Neuroimaging refers to the set of techniques used to visualize brain structure and function, including magnetic resonance imaging (MRI), functional MRI (fMRI), positron emission tomography (PET), magnetoencephalography (MEG), eeg, and optical imaging methods. These techniques provide complementary windows into brain organization across spatial scales from whole-brain networks to cortical columns and temporal scales from milliseconds to hours.
Structural neuroimaging with MRI and diffusion tensor imaging reveals brain anatomy, white matter connectivity, and pathological changes, while functional techniques like fMRI and PET map hemodynamic correlates of neural activity during task performance or at rest. Electrophysiological imaging with EEG and MEG captures the temporal dynamics of neural processing with millisecond resolution, and source localization algorithms estimate the spatial origins of measured signals.
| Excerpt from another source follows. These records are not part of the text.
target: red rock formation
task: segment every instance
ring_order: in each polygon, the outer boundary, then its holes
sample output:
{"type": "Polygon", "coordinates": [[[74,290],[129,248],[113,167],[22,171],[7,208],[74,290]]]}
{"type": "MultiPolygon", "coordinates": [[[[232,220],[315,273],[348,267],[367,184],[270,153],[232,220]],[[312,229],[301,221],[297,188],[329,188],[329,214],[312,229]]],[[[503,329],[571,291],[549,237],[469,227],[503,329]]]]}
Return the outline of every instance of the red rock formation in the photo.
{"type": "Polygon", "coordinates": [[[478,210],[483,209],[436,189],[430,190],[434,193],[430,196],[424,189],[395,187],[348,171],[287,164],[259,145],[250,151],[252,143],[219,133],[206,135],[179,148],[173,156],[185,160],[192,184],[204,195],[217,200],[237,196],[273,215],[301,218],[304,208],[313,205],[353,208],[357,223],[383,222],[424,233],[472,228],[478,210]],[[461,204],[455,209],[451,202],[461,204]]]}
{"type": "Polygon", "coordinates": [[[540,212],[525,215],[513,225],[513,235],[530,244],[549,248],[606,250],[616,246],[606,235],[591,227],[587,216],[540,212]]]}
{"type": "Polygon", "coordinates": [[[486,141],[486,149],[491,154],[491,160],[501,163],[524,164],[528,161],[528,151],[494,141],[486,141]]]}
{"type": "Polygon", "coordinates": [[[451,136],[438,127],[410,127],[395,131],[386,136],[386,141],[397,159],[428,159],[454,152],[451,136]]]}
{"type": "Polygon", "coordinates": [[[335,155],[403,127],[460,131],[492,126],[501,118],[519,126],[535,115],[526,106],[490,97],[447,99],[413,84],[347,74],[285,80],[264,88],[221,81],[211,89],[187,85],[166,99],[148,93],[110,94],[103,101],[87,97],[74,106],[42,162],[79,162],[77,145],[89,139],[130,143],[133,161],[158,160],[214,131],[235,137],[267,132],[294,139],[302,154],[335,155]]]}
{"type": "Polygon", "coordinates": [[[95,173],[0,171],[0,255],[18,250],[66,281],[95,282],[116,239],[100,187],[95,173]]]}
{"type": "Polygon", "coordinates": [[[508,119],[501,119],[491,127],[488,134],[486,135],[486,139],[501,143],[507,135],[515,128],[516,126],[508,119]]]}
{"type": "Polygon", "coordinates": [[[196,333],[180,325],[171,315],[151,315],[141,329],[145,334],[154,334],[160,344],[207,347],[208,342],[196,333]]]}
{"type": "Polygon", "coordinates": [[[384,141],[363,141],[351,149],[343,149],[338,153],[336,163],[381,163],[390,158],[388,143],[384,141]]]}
Advances in neuroimaging technology and analysis methods continue to refine our understanding of brain organization and disease. Multi-modal imaging that combines complementary techniques, high-field MRI providing sub-millimeter resolution, and machine learning approaches to image analysis are pushing the boundaries of what can be measured non-invasively. Neuroimaging plays a critical role in neurotechnology development by guiding surgical targeting, validating stimulation effects, and providing ground truth for neural-interfaces design.